とはいえ、その新品実勢価格は、最も安いステンレスの3針が40万円台中盤、クロノグラフに至っては60万円程度という水準で、当時のフランクミュラーカサブランカ並の価格帯に位置していました。
その時期、ロレックスのSSモデルはデイトナを除くと新品30万円台という水準が主で、最も高かったエクスプローラーの実勢価格でも40万円台中盤でした。
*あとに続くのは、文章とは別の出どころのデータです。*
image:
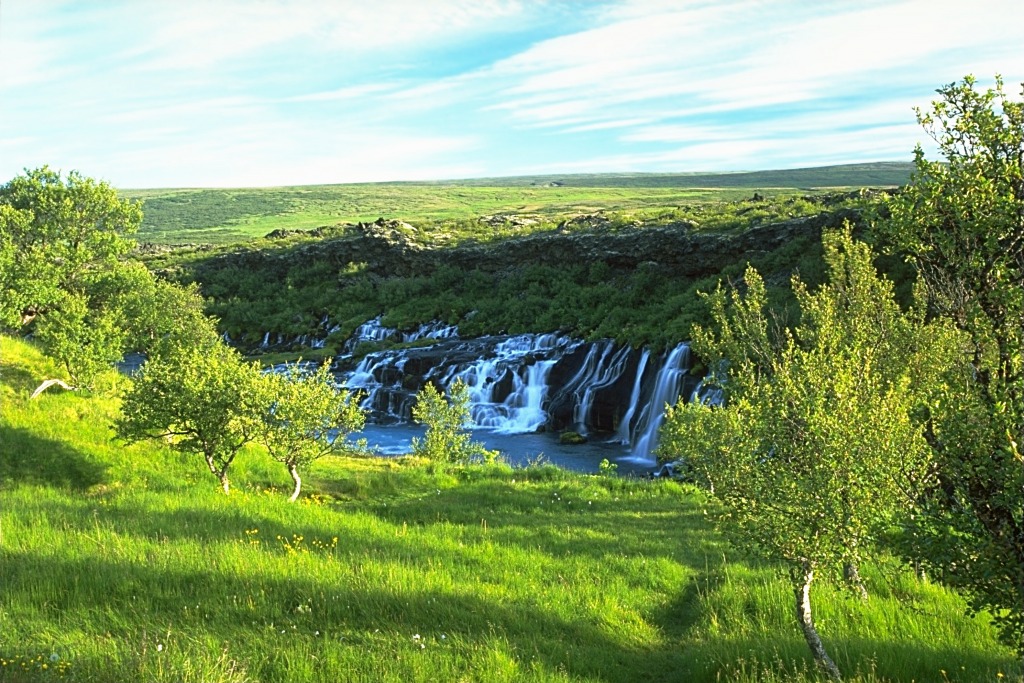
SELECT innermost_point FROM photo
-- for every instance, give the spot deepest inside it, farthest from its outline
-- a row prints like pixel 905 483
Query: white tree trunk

また、雲上スポーツは、ロイヤルオークやオーバーシーズが50万円程度、アクアノートが80万円台という新品実勢価格だったため、カサブランカやパシャ38mmのクロノグラフは「雲上スポーツと同等かやや安い」という価格帯に位置していたことになります。
2000年頃のパシャ38mmには、3針、3針グリッド、パワリザGMT、クロノグラフがありましたが、2001年には「黒文字盤+プラチナベゼル」仕様のN950が登場。
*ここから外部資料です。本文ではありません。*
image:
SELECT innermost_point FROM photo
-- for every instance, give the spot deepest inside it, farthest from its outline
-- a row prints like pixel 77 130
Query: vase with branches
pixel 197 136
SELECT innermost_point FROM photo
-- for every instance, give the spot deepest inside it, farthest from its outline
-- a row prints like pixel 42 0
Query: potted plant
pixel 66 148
そして、2002年頃には3針グリッドの形状が立体感のあるものに変更され、型番も新たなものとなったのです。
その時期、パシャ38mmは人気の高い様子で、特に新グリッドやN950が目立っていたように感じます。
リーマンショック後に、パシャ38mmの中古相場は下落し、3針モデルが20万円台前半という水準になり、2010年代になっても回復していない傾向がありますが、2010年代において、N950や新グリッドは大きく値下がりしていなかった印象です。
特に新グリッドに関しては、2017年には値上がり傾向となっており、値下がりとなっていた他のモデルと異なる印象でした。
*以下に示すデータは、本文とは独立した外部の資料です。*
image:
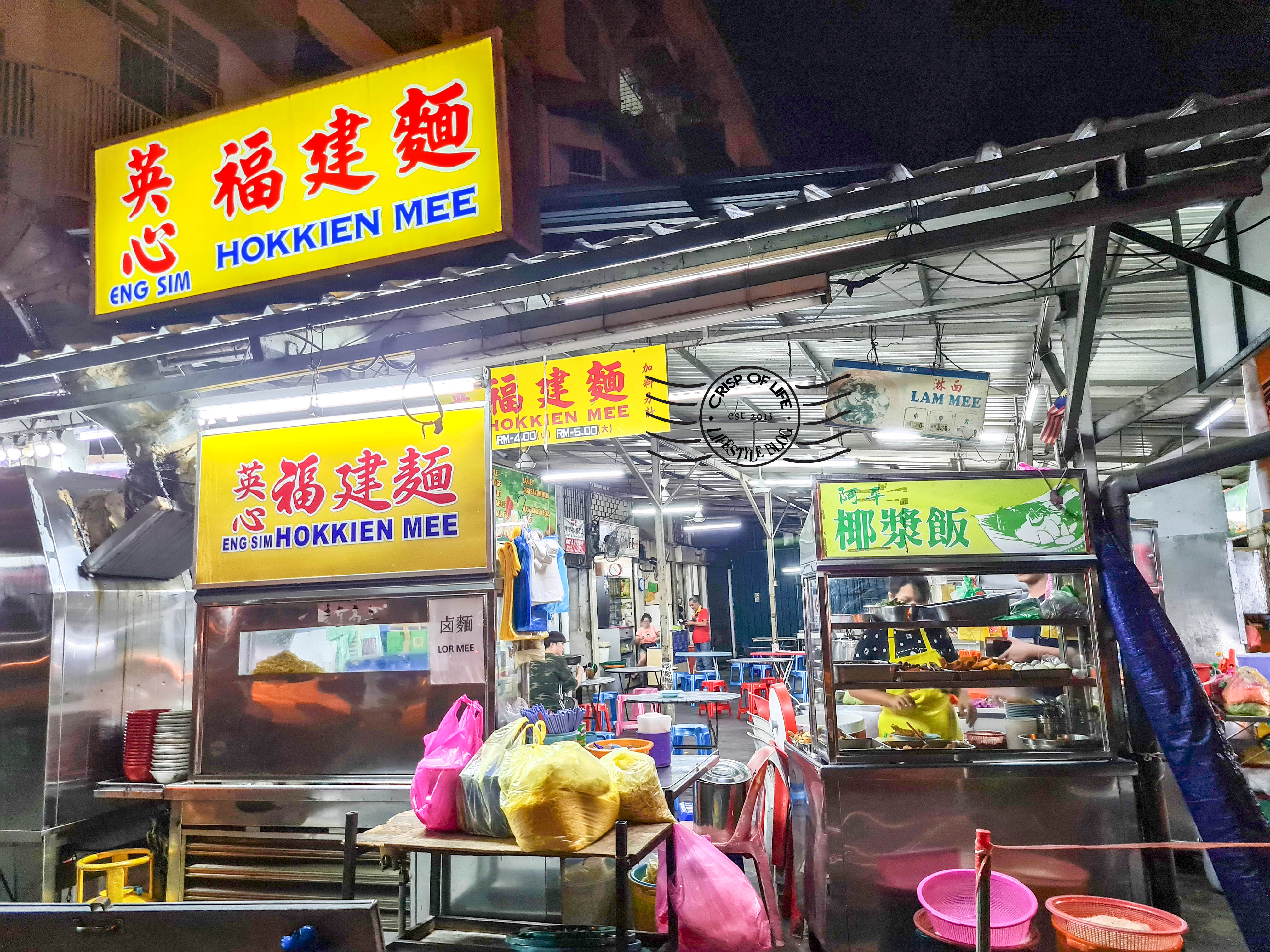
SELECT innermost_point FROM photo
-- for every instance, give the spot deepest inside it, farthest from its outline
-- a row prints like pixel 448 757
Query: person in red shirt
pixel 700 626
パシャ38mmにおいて、クロノグラフやN950は2010年前後という時期より2017年のほうが安いという値動きがあった一方、新グリッドは値上がりとなっていたのです。
その時期、新グリッドは30万円台後半という水準で、より上級なクロノグラフより高い中古相場となっていたのです。
しかし、そんな新グリッドモデルは、2018年の今となっては6万円以上の値下がりとなっている様子。
ただ、値下がりとはいっても、相変わらずクロノグラフと同水準か高いぐらいの価格帯に位置し、パシャ38mmの中では評価されているといえる状況です。
本記事で参考とした中古腕時計
|
本記事の価格比較
腕時計 | 状態 | 期間 | 2017年11月 の安値(楽天) |
2018年9月 の安値(楽天) |
変動額 | 残価率 |
---|---|---|---|---|---|---|
カルティエ
パシャ38mm W31059H3 |
中古 | 0年 10ヶ月 |
¥379,800 | ¥312,900 | -66,900 | 82.39% |
パシャ38mmのグリッドモデルには、旧グリッドと新グリッドが存在しますが、それぞれリファレンスが異なります。
ただ、両者はよく似ているため、新グリッドのリファレンスで旧グリッドが登録されているケースが存在し、実際2017年11月に30万円台前半だった個体は、新グリッドのリファレンスでも旧グリッドだったのです。
現在では、複数ある30万円台前半の新グリッドリファレンスの個体には、きちんと立体感のある新グリッドが装着されています。
ちなみに、グリッドは交換可能であるため、旧グリッドの世代に新グリッドが装着されているということもありますが、文字盤下の「SWISS」部分がルミノバ仕様の「L SWISS MADE L」になっていれば、新しいモデルという可能性が高いでしょう。